Keep in mind that Storm is a stream processing engine without batch support. Storm does not support state management natively; however, Trident, a high level abstraction layer for Storm, can be used to accomplish state persistence. Trident also brings functionality similar to Spark, as it operates on mini-batches.
Here is a discussion on Storm vs Flink.
Finally, Apache Samza is another distributed stream processing framework. Samza is built on Apache Kafka for messaging and YARN for cluster resource management. Its website provides the following overview of Samza:
- Simple API: Unlike most low-level messaging system APIs, Samza provides a very simple callback-based “process message” API comparable to MapReduce.
- Managed state: Samza manages snapshotting and restoration of a stream processor’s state. When the processor is restarted, Samza restores its state to a consistent snapshot. Samza is built to handle large amounts of state (many gigabytes per partition).
- Fault tolerance: Whenever a machine in the cluster fails, Samza works with YARN to transparently migrate your tasks to another machine.
- Durability: Samza uses Kafka to guarantee that messages are processed in the order they were written to a partition, and that no messages are ever lost.
- Scalability: Samza is partitioned and distributed at every level. Kafka provides ordered, partitioned, replayable, fault-tolerant streams. YARN provides a distributed environment for Samza containers to run in.
- Pluggable: Though Samza works out of the box with Kafka and YARN, Samza provides a pluggable API that lets you run Samza with other messaging systems and execution environments.
- Processor isolation: Samza works with Apache YARN, which supports Hadoop’s security model, and resource isolation through Linux CGroups.

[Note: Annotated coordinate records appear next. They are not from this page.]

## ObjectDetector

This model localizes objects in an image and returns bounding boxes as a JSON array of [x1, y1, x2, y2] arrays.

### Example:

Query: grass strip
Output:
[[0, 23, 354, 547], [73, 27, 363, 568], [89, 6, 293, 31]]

This article discusses Storm vs Spark vs Samza, which also describes Samza as perhaps the most underrated of the stream processing frameworks (which ultimately tipped the scales in favor of its inclusion in this post).
The first 2 of 5 frameworks are the most well-known and most implemented of the projects in the space. They are also mainly batch processing frameworks (though Spark can do a good job emulating near-real-time processing via very short batch intervals). The final 3 frameworks are all real-time or real-time-first processing frameworks; as such, this post does not purport to be an apples-to-apples comparison of frameworks. Instead, these various frameworks have been presented to get to know them a bit better, and understand where they may fit in.
This post provides some discussion and comparison of further aspects of Spark, Samza, and Storm, with Flink thrown in as an afterthought. The post also links to some other sources, including one which discusses more precise conditions of when and where to use particular frameworks. The conclusion, as it turns out, is that there are no hard and fast rules, and, instead, a series of guidelines and suggestions exist. This is worth remembering when in the market for a data processing framework.
Also note that these apples-to-orange comparisons mean that none of these projects are mutually exclusive. There are good reasons to mix and match pieces from a number of them to accomplish particular goals. The fallacious "Hadoop vs Spark" debate need not be extended to include these particular frameworks as well.
A final word regarding distributed processing, clusters, and cluster management: each processing framework listed herein can be configured to run on both YARN and Mesos, both of which are Apache projects, and both of which are cluster management common denominators. That YARN is a Hadoop component that has been adapted by numerous applications beyond what is listed here is a testament to Hadoop's innovation, and its framework's adoption beyond the strictly-Hadoop ecosystem. Of any transferable and lasting skill to attain that has been alluded to herein, it seems that the cluster and resource management layer, including YARN and Mesos, would be a good bet.